It’s really important to have a circle of great girl friends, right ? For crazy nights out and gossipy nights in. Because when the shit hits the fan, it’s your girl friends you can rely on. Or so we’re told.
Is it a media cultivation? Boots adverts to the soundtrack of ‘Here Come The Girls’; Sex and the City; an infinite number of movies and TV series. It’s a highly stylised version of female friendship – dressed up, linking arms, strutting down the high street. Is it a reflection of your life? (if it is, that’s great ‘Good for her! Not for me’) But it isn’t a reflection of mine. Not since I was 19 anyway. And don’t get me started on groups of women being referred to as girls. (#feministkilljoy)
I don’t have a lot of friends. I don’t have a ‘group’ , not any more, rather a smattering of individual friends. I live in a country I moved to in my twenties. Most of the jobs I’ve had here have been in small companies , with not much opportunity for friend making . With kids I don’t get to go home as much anymore , so maintaining closeness with old school friends is hard, and I definitely don’t have the time or money to travel to various cities in the UK to see university friends , who are across the country.

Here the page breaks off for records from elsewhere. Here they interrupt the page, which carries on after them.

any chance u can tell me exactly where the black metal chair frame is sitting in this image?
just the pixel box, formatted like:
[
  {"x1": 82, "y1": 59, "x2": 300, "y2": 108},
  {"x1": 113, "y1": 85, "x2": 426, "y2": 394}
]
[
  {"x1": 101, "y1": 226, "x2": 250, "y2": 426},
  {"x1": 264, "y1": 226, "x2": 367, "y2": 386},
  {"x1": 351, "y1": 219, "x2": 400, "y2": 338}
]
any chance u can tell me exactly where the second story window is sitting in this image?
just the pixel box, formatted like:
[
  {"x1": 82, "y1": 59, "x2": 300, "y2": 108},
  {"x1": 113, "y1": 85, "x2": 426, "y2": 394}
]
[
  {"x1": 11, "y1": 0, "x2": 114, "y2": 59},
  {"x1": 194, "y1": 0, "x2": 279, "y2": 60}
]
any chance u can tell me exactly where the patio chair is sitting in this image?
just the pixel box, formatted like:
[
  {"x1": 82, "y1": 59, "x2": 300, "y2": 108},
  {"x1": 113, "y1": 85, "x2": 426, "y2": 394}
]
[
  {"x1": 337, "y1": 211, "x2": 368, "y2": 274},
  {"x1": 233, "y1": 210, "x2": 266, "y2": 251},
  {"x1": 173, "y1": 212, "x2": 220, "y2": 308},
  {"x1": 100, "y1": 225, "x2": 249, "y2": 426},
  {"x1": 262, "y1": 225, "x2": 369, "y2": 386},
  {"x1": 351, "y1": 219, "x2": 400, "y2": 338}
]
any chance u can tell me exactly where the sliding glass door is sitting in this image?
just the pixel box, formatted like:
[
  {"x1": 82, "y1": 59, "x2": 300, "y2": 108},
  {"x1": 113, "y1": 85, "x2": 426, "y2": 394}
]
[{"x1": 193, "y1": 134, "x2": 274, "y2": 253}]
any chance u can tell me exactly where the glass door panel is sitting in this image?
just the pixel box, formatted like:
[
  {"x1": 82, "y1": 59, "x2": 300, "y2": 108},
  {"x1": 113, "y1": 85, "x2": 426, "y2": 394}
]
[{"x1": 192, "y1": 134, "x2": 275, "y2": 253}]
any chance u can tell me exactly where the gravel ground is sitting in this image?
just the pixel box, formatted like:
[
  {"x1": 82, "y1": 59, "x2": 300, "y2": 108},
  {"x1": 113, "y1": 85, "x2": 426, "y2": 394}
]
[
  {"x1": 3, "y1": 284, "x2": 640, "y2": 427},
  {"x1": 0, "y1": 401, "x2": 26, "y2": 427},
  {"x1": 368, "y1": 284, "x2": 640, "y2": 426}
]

So I have , literally , a handful of friends. And they are good friends. So don’t feel sorry for me, I’m fine with this. I’m an introvert so love spending time on my own. I don’t excel in groups and prefer a more intimate environment. I find myself great company, to be honest. It’s only when I turn on the TV, or read a magazine that I think I’m missing out.
I’ve recently been dumped by a friend who I haven’t seen for a year now. Emails with suggestions of times to meet have been replied to, but then there’s always a reason why she’s busy. I get it, I’m sure she is. We all are. So whilst I’m sad and , yes, a little hurt I can chalk it down to experience, and if she wants to connect again at some point, I’ll still be here. I’ve had some amazingly close friendships over the years , which , for whatever reason, have not lasted the course. Sometimes people are only in your life for a certain period and it’s hard to maintain multiple friendships when you’ve moved to a different country. And I don’t do Facebook, so maybe that doesn’t help.

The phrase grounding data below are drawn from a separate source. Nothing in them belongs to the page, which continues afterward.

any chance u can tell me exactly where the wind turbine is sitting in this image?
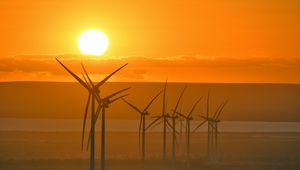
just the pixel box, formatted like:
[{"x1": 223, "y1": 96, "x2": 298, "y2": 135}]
[
  {"x1": 210, "y1": 100, "x2": 228, "y2": 160},
  {"x1": 169, "y1": 86, "x2": 186, "y2": 170},
  {"x1": 81, "y1": 64, "x2": 130, "y2": 170},
  {"x1": 85, "y1": 88, "x2": 130, "y2": 150},
  {"x1": 192, "y1": 91, "x2": 228, "y2": 161},
  {"x1": 192, "y1": 91, "x2": 213, "y2": 160},
  {"x1": 96, "y1": 89, "x2": 130, "y2": 170},
  {"x1": 146, "y1": 79, "x2": 172, "y2": 162},
  {"x1": 56, "y1": 59, "x2": 127, "y2": 170},
  {"x1": 176, "y1": 96, "x2": 202, "y2": 166},
  {"x1": 121, "y1": 90, "x2": 162, "y2": 169}
]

Through blogging and Twitter this year, I have found some new friends – I just haven’t met them, yet. I hope I’ll meet some of them , soon. Sometimes I think the friends who live in my phone understand more of what’s going on in my life than some of my real life friends. Not through their fault, it’s easier to show yourself to people when you’re starting fresh with them. People who’ve known you for years have expectations which arent always easy to change. That’s probably why I’ve only told a handful of real life people about the blog .
Still, despite this I do sometimes miss the idea of having that friend you can call in the middle of the night. Or maybe I do have those friends , I just haven’t had to make the call yet.
I was out at the weekend with a friend I met in work. We worked in the same office for a couple of years, and got on well but I would have described her then as a ‘friend from work’, not a friend. Then I went on maternity leave and she moved to a different job in a new department , which meant we didn’t work in the same office anymore. When I came back from leave we started to meet for lunch two or three times a week. Those lunch breaks became my sanity in a difficult couple of years. We were both unhappy at work and bonded over that. On days when I felt low I looked forward to those lunch breaks , and weeks when she went on holiday felt interminably long. We gossiped, we laughed, we complained. We talked about books and TV and ideas . We shared stories about where we had been and how we didn’t know where we wanted to go next . This year, we marched for choice together.
After our night out this weekend, when I got home I realised here is someone who knows me as well as my closest of friends. We are similar , but different. I could tell her anything, and not feel judged. Not just a friend from work, a good friend, a best friend. Obviously I’m too repressed to ever tell her this directly, and even though I hope I have no reason to make it, she is my midnight phone call.